Le ultime sfide tra i due dominatori del circuito, e le statistiche di quelle partite, possono suggerire qualche istruzione per l’uso della finale di oggi. Con la necessaria avvertenza che si tratta di dettagli, sfumature, in una finale impronosticabile, tanto vale tirare una monetina per aria. Jannik Sinner gioca sempre in pressione, accelerando a ogni scambio, consapevole del fatto che nessuno come lui possiede una simile uguaglianza tra diritto e rovescio. Al Roland Garros, soprattutto nel terzo e nel quarto set, tentò più volte di «sfondare» Carlos Alcaraz sulla diagonale di dritto, sfidando il fuoriclasse spagnolo sul suo colpo più forte.
Cosa ci ha detto la finale del Roland Garros
Stava applicando la lezione di Novak Djokovic, piegare l’avversario di testa, togliergli sicurezza e certezze. Ma questo scontro a viso aperto ebbe come effetto collaterale il progressivo allungamento degli scambi. In un match finito con un solo punto di distanza tra vincitore e vinto, Jannik aveva prevalso 98-84 nei duelli sotto i quattro colpi, mentre era andato sotto, con identico scarto, in quelli compresi tra i 9 e 24 tiri. La generale sottovalutazione, anche estetica, alla quale di riflesso viene sottoposto Sinner di fronte alle meraviglie della sua nemesi spagnola, porta molti addetti ai lavori a dimenticare la sua capacità innata di chiudere il punto dentro il campo. Come sostiene lo stesso Djokovic, che qualcosa ne capisce, mai prima d’oggi si era visto un giocatore così forte nel capitalizzare il vantaggio ottenuto da una buona prima di servizio o da una risposta ben piazzata. Ogni volta che l’avversario accorcia, Sinner è una sentenza. Alla quale dovrebbe affidarsi servendo una buona percentuale di prime palle, requisito indispensabile per abbreviare, troncare e sopire Alcaraz.
Le differenze e la musica del futuro
Nel circuito, esiste ormai un atavico terrore per i «momenti» del fenomeno spagnolo. Il tennis prepotente ma razionale di Sinner, comunque sempre legato a un piano tattico ben preciso, rischia spesso di finire gambe all’aria per le improvvisazioni jazzistiche del rivale, fonte di meraviglia continua ma anche di un notevole dispendio di energie, alla base dei suoi frequenti saliscendi all’interno dello stesso match. A scatenarle, non è mai lo scambio stringato. Proprio come nel jazz, Alcaraz ha bisogno di suonare molto per trovare le note giuste da cui scaturiscono i suoi assoli. «Più il match diventa lungo e bello, più le sue possibilità aumentano» dice John McEnroe, che di estetica efficace se ne intendeva. La logica del tennis di Jannik funziona al meglio nella brevità, e da qui consegue la necessità di rendere il match essenziale, di raffreddarlo, mentre Carlos ha più interesse al fraseggio dal quale poi scaturiscono le sue micidiali improvvisazioni.

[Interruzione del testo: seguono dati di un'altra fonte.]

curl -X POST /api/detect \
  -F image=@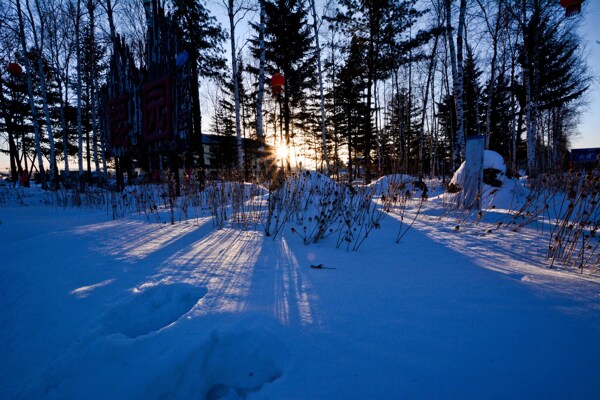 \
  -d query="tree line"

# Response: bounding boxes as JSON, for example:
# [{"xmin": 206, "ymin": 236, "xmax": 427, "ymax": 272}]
[{"xmin": 0, "ymin": 0, "xmax": 591, "ymax": 188}]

Ma questo non vale solo per i singoli episodi. L’idea di un Alcaraz più efficace nei momenti decisivi, che nasce dall’epilogo dei loro ultimi incroci, è una illusione ottica. I numeri dicono il contrario. Nei cosiddetti punti di pressione, Sinner è il giocatore più efficace del mondo, addirittura dominante con il servizio. Mentre lo spagnolo è decimo, confermando così una certa sua tendenza alla dissipazione. Jannik e Carlos sono agli antipodi anche come percentuale di riuscita nei match al quinto set. Con il suo 37,5 per cento, l’italiano, che non ha ancora vinto una partita sopra le quattro ore di durata, ha quella peggiore tra i top-ten, mentre Alcaraz ha quella migliore, un 13-1 macchiato solo dalla sconfitta di tre anni fa contro Matteo Berrettini, e reso possibile da una istintività dei gesti e delle scelte che forse comporta un minore dispendio di energie mentali. Come dimostra il Roland Garros, Carlitos può permettersi di «aspettare» la partita. Jannik deve andarla subito a cercare. E forse, l’erba potrà essere sua alleata. Comunque vada il concerto nella più bella arena del mondo, il suono del futuro è questo.